A AI denuncia o facto de o Tribunal Penal Internacional, o Conselho da Europa e o Sistema Interamericano de Direitos Humanos estarem a ser minados e “debilitados por governos que escapam à fiscalização do que está a ser feito nos seus territórios”.
Todos violam
O relatório daquela organização, de mais de 400 páginas, documenta a violação dos direitos humanos em mais de 122 países que torturaram ou sujeitaram pessoas a outros maus-tratos, enquanto 29 deles forçaram ilegalmente refugiados a ficarem em países onde se encontram em perigo.
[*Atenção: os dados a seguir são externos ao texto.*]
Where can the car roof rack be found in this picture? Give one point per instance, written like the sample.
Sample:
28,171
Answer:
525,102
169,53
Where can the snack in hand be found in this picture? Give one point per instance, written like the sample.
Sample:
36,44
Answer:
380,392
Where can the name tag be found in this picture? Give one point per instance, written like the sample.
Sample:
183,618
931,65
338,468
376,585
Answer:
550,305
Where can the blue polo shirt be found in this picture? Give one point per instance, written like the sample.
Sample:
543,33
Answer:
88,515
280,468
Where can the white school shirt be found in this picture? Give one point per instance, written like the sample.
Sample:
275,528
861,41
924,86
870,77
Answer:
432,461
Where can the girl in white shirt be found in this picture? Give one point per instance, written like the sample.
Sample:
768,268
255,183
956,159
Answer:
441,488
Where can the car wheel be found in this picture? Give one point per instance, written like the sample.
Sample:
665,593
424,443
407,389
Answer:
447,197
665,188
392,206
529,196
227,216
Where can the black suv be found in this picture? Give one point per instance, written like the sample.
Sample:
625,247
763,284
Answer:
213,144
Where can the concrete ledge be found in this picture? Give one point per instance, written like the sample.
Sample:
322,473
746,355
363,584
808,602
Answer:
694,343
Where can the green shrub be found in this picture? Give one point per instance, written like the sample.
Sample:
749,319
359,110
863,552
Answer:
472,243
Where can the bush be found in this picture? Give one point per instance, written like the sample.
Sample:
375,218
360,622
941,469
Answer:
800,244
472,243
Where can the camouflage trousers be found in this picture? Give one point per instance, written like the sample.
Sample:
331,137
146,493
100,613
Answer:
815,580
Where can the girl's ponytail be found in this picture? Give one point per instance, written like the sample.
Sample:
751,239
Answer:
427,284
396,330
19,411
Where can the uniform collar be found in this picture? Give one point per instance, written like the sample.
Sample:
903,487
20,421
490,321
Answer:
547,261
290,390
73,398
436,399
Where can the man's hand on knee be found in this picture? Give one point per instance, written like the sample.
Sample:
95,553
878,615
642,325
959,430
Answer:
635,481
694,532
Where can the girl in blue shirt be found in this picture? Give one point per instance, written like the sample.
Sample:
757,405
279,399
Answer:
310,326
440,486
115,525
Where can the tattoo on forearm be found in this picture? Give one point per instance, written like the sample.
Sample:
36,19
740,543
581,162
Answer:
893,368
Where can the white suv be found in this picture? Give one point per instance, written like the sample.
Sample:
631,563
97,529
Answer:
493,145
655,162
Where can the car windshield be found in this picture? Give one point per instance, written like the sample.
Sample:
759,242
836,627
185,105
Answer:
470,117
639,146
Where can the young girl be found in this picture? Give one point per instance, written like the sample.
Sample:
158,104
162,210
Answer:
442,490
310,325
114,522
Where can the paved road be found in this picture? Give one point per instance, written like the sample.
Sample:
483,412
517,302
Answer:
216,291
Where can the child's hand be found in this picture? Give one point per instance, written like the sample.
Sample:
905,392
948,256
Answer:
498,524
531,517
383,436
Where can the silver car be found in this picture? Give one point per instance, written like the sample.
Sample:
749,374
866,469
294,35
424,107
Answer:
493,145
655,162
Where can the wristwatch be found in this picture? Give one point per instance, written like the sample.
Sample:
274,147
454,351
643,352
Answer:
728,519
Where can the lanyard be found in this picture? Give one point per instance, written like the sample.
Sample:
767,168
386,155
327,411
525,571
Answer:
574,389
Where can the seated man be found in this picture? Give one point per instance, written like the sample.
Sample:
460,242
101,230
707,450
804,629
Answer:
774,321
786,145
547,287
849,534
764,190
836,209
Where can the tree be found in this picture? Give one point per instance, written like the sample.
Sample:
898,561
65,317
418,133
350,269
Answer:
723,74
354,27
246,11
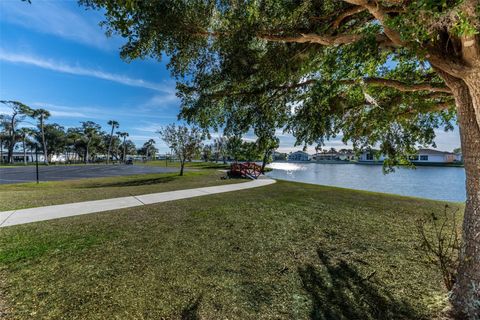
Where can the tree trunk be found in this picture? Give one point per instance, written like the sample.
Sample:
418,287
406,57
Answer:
182,164
11,145
86,154
124,151
265,160
45,158
24,153
109,146
466,291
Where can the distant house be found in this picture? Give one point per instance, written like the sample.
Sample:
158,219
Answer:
371,156
459,157
424,156
433,156
299,156
279,156
18,156
327,156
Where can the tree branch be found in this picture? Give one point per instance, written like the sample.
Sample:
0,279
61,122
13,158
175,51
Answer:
400,86
308,38
346,14
436,91
380,14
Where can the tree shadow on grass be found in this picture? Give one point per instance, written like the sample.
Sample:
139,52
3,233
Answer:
133,183
190,312
338,291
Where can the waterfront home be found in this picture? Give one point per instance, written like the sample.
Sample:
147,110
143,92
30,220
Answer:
299,156
433,156
458,157
326,156
371,156
18,156
279,156
423,156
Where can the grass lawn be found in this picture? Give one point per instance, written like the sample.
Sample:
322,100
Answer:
26,195
288,250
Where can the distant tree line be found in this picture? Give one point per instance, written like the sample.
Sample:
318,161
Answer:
28,129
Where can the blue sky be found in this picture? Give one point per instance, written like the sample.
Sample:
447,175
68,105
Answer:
54,55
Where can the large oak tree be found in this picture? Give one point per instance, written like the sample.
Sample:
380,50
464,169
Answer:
380,72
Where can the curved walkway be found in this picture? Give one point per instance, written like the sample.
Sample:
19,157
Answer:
22,216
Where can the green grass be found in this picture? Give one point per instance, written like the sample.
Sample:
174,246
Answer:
285,251
190,165
26,195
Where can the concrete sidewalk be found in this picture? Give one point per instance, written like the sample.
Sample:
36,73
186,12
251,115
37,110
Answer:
21,216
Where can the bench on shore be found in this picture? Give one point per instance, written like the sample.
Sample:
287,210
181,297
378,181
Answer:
249,170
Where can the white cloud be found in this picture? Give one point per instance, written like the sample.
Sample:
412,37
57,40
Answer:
50,64
162,100
59,18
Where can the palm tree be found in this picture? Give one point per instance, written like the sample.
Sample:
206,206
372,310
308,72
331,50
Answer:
42,115
150,145
74,135
124,135
114,124
90,131
24,134
10,123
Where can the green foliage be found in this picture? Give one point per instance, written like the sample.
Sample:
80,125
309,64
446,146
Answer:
185,142
236,73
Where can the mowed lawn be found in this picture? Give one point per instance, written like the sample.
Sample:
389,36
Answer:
27,195
285,251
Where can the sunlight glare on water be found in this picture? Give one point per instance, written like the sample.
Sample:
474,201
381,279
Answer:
439,183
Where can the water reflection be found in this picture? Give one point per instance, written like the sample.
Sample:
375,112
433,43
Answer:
439,183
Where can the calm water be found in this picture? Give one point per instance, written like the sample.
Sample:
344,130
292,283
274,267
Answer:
440,183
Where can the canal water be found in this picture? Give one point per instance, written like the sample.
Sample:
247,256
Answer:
438,183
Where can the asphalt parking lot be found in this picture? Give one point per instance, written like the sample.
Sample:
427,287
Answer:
11,175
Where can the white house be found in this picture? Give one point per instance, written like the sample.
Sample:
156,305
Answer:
299,156
327,156
433,156
370,156
18,156
424,156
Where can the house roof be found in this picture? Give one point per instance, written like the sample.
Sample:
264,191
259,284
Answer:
432,152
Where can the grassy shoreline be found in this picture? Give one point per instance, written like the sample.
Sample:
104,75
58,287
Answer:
28,195
288,250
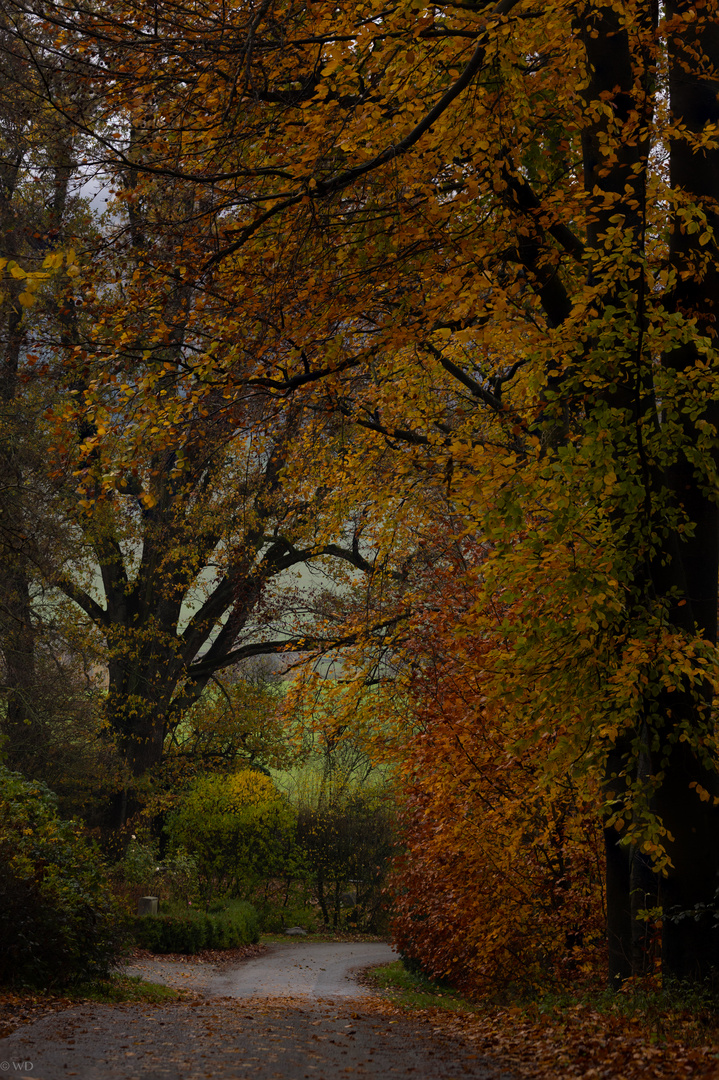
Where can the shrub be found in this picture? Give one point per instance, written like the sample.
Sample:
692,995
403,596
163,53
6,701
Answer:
58,919
348,848
240,831
190,931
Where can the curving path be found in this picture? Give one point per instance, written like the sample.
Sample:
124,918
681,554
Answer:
293,1014
307,970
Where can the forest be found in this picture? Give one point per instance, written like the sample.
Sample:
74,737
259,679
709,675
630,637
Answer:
358,406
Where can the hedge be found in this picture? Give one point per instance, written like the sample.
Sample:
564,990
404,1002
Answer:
190,932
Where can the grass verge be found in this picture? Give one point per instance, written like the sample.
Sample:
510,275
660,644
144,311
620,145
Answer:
414,990
121,988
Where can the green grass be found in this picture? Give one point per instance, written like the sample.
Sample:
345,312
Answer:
121,988
416,991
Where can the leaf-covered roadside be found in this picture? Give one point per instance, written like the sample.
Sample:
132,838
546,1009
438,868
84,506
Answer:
626,1038
21,1008
579,1042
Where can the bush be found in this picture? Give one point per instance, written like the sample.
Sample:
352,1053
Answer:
190,931
240,831
58,919
348,848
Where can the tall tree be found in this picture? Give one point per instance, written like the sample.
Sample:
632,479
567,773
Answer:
488,232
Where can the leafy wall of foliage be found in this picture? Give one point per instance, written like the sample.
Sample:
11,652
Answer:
58,920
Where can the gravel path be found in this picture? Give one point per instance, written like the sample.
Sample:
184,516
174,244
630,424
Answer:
317,1026
306,970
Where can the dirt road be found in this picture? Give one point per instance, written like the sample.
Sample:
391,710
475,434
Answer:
315,1026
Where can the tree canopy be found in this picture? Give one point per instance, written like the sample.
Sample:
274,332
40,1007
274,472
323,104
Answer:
465,253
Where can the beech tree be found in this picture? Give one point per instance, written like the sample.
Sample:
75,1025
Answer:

Crimes de Guerra e outras violações das leis de Guerra foram praticados em 19 países, tanto pelos governos como por grupos armados.
Para Fátima Mello, outro aspecto altamente preocupante é a perseguição e repressão dos defensores dos direitos humanos em todo o mundo, particularmente de governos “que não só impedem o seu trabalho como impedem denúncias e, em muitos casos, levam-nos aos tribunais e os encarceram apenas por denunciar as violações”.
Mello aponta o dedo ao que afirma ser a “chamada Guerra contra o terrorismo, e que levou muitos governos, entre eles os Estados Unidos e outros, a violarem todo o tipo de direitos, alegando estar a defender a segurança nacional e da civilização”.
Sistema das Nações Unidas falido
As Nações Unidas (ONU) e os seus organismos e agências de protecção dos direitos humanos e dos refugiados sofreram profundamente em 2015 com a hostilidade e negligência de governos.
No relatório da AI, lê-se que a ONU foi criada para “salvar gerações sucessivas do flagelo da guerra” e para “reafirmar a crença nos direitos humanos fundamentais, mas, na actualidade, “está mais vulnerável do que nunca”.
O conflito na Síria é, para a organização, “um exemplo atroz das consequências que tem para as pessoas o falhanço do sistema da ONU em cumprir o seu papel crucial de fazer valer os direitos e a lei internacional e garantir a responsabilização”.
A assessora de direitos humanos da secção brasileira da AI acredita, no entanto, que esse fenómeno, que minou principalmente o Conselho de Segurança da ONU, pode ser uma porta de esperança para o futuro.
“Não se pode ir mais fundo e a ONU e os governos estão conscientes de que têm de mudar o sistema e reforçar a defesa dos direitos humanos, caso contrário entramos numa situação de catástrofe total”, explica Fátima Mello, que espera uma nova forma de pensar e actuar.
Outra luz, para Mello, "é o aumento também de denúncias e de pessoas e organizações de protestam e dão a conhecer a todo o mundo as violações dos direitos humanos.
O relatório divulgado pelo secretário-geral da AI Salil Shetty conclui que “os governos têm de pôr fim ao ataque que estão a fazer aos nossos direitos e fortalecer as defesas que o mundo estabeleceu para os proteger porque os direitos humanos são uma necessidade, não um acessório, e os riscos para a humanidade nunca foram tão altos”.